Brexit Behind Closed Doors
Inside the Brexit negotiations
Reviews and More
“★★★★ A Europe-eye view, bitching and all.” – The Times
“The documentary is likely to be seized upon by Remainers as evidence of the government’s bungling of talks with the EU, and Leavers as an illustration of Brussels’ desire to punish Britain” – The Huffington Post
“★★★★ There was a moment half-way through Brexit Behind Closed Doors when I started laughing and thought I might never stop. Brexit does that to you.” – i News
“...shows how little confidence the aides had in Mrs May and her government's ability to negotiate.” – Metro
“What the f*** is wrong with her?” Read Indy100's most brutal moments from the behind the scenes doc here.
Watch this clip from BBC Two Newsnight, as representatives from across the political spectrum hash out the issues raised in the film here.
Britain’s Brexit referendum in June 2016 shook the European Union to its core. As soon as the results were announced, Brussels began preparing for what they assumed would be a tough divorce battle. Verhofstadt was chosen to lead the European Parliament’s Brexit Steering Group, which would define the guidelines set by the European Parliament during negotiations.
Things do not get off to a good start. Though they have known each other for many years, the members of the Steering Group, representing viewpoints from across the political spectrum, do not fully trust each other. And with good reason: the initial guidelines defined in the group’s first meeting are supposed to remain a secret, but they are leaked to the British press the evening before Theresa May triggers Article 50 on 20th March 2017. Guillaume McLaughlin, Verhofstadt’s main aide, is incensed. “It’s in the fucking Guardian, have you seen it?”

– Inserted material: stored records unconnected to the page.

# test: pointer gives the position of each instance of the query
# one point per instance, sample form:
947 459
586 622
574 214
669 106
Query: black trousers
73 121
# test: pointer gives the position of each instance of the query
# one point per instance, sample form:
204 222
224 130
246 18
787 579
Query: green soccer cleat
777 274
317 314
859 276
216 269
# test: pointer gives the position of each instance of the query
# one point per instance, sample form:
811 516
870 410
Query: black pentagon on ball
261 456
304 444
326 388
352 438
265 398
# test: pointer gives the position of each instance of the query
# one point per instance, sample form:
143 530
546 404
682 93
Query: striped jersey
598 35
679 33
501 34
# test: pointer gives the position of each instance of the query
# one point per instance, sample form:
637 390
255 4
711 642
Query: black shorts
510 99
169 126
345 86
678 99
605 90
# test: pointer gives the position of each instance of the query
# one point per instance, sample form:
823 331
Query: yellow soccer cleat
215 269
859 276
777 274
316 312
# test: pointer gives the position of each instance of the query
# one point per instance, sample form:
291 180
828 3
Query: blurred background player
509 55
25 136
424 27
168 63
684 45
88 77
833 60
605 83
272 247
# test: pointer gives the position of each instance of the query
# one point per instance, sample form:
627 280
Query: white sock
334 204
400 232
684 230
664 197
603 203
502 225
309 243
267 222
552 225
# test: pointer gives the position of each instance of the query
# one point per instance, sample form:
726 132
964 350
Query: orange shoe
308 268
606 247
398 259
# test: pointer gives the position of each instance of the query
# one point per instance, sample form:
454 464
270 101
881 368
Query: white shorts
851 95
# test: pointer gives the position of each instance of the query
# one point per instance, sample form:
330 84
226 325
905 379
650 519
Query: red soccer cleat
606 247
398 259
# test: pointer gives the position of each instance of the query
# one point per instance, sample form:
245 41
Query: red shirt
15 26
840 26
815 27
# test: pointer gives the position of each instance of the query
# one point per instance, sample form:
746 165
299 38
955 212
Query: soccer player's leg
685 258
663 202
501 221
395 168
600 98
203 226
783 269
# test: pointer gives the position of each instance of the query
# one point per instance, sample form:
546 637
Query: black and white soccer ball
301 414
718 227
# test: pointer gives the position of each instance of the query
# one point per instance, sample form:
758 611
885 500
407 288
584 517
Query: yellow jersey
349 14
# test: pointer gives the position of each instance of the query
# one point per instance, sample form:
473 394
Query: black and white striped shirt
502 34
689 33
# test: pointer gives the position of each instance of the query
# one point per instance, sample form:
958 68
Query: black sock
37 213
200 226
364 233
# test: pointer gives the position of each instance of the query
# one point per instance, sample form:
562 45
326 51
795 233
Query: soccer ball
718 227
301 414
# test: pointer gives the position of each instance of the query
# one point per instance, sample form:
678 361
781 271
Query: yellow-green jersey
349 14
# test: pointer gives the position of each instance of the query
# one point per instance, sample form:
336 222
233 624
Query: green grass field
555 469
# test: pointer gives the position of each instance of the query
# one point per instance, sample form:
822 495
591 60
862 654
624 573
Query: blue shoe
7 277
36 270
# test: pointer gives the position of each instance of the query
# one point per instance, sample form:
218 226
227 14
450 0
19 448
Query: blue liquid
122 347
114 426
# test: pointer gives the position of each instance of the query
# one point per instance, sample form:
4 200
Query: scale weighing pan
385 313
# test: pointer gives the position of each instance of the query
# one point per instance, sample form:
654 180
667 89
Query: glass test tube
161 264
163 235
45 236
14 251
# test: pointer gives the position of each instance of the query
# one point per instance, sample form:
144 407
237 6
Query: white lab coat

For all the divisions within the EU, there is an even starker divide between the British government and the Europeans, so much so that they can’t even agree on how to start the negotiations. Michel Barnier, European Chief Negotiator, speaking in confidence to Verhofstadt, is concerned that the British are putting the cart before the horse. “Frankly speaking, just between the two of us, there’s no justification in discussing the future relationship between the EU and UK in combination with their debts.” Verhofstadt’s Head of Private Office and confidante Edel Crosse puts the European view of the British stance more succinctly. “Head in the fucking clouds.”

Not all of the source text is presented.